Je mis mes écouteurs, et lança la chanson "Petit Dealer" de Chilla, je me sentais suivie mais me dit que c'est mon cerveau qui me joue des tours à cause de ma mère, je n'y prête donc aucune attention.
J'accelère le pas afin d'arriver le plus vite possible à la maison, quand je me sentie tirais par les hanches vers une rues sombre et sinistre. J'hurle et j'essaie de me retrouner, assez violemment, vers mon agresseur, mais celui-ci a bien trop de force pour mon petit cabari, il m'en empêche en me plaquant contre un mur.

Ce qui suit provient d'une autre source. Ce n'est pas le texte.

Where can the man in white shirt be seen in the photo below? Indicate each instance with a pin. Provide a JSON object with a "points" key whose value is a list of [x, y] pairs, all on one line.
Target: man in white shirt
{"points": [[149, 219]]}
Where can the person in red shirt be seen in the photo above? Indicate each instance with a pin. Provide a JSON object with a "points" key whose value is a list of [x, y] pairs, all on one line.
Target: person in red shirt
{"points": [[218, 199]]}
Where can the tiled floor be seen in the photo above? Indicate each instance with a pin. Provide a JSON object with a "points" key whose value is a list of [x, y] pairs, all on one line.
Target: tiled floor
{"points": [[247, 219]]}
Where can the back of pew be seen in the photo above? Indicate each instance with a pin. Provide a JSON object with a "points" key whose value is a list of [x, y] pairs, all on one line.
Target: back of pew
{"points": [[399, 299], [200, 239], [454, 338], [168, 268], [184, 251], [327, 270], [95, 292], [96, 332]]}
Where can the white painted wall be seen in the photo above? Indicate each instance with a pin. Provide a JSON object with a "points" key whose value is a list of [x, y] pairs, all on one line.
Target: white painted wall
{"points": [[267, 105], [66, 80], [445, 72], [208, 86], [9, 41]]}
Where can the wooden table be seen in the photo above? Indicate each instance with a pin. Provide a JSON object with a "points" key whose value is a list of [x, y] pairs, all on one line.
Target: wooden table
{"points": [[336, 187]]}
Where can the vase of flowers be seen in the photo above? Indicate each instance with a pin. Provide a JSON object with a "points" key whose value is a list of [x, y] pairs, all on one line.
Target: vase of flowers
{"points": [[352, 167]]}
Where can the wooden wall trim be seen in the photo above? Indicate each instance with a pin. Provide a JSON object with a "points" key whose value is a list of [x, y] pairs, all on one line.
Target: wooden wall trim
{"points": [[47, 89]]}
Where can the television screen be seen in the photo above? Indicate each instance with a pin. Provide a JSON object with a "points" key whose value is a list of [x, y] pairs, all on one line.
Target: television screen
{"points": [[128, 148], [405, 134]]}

Me tenant d'une main la hanche et de l'autre la nuque, il me murmure d'une voix rauque et effrayante:
-Laisse toi faire poupée, on va s'amuser tu verra, son souffle alcoolisés et chaud sur ma nuque des frissons d'horreur parcouraient mon corps, mon coeur battant la chamade, mon souffle irrégulier, les mains moites, je n'arrives pas à penser à autre chose que ses mains, écoeurante soit dit-elle passant, sur mon corps. J'essaye de trouver mon téléphone afin d'appeler la police ou ma mère, mais il est trop loin, j'essaye donc de trouver un échappatoire, mais n'en trouve aucun hormis me débattre, alors je le débats et j'hurle de toutes mes forces, j'hurle à tel point que j'en ai mal aux cordes vocales.
Quand il commence à faire glisser sa mains sous mon tee-shirt je panique complètement, je ne sais pas quoi faire, je n'arrive plus à réfléchir, tout est brouillé dans mon esprit. J'hurle encore espérant qu'un inconnu vienne à mon secours, et me sorte de ce cauchemar mais je me rend vite compte que personne ne viendra et que je vais me faire violer, je le sais et quelques minutes plus tard, c'est exactement ce que ce connard fit, il me viole sans aucune raison apparentes, seulement l'ivresse et encore ce n'est pas une excuse. Une fois qu'il finit "son affaire", il parti sans aucun remord, aucune pitié, même pas un regard, rien, il me laissa, là, seule et détruite au milieu d'une rue qui paraissait banal, mais qui ne l'ai plus. Glissant contre se mur, je me demande si je vais réussir à m'en sortir, je n'ai même pas pu voir son visage.»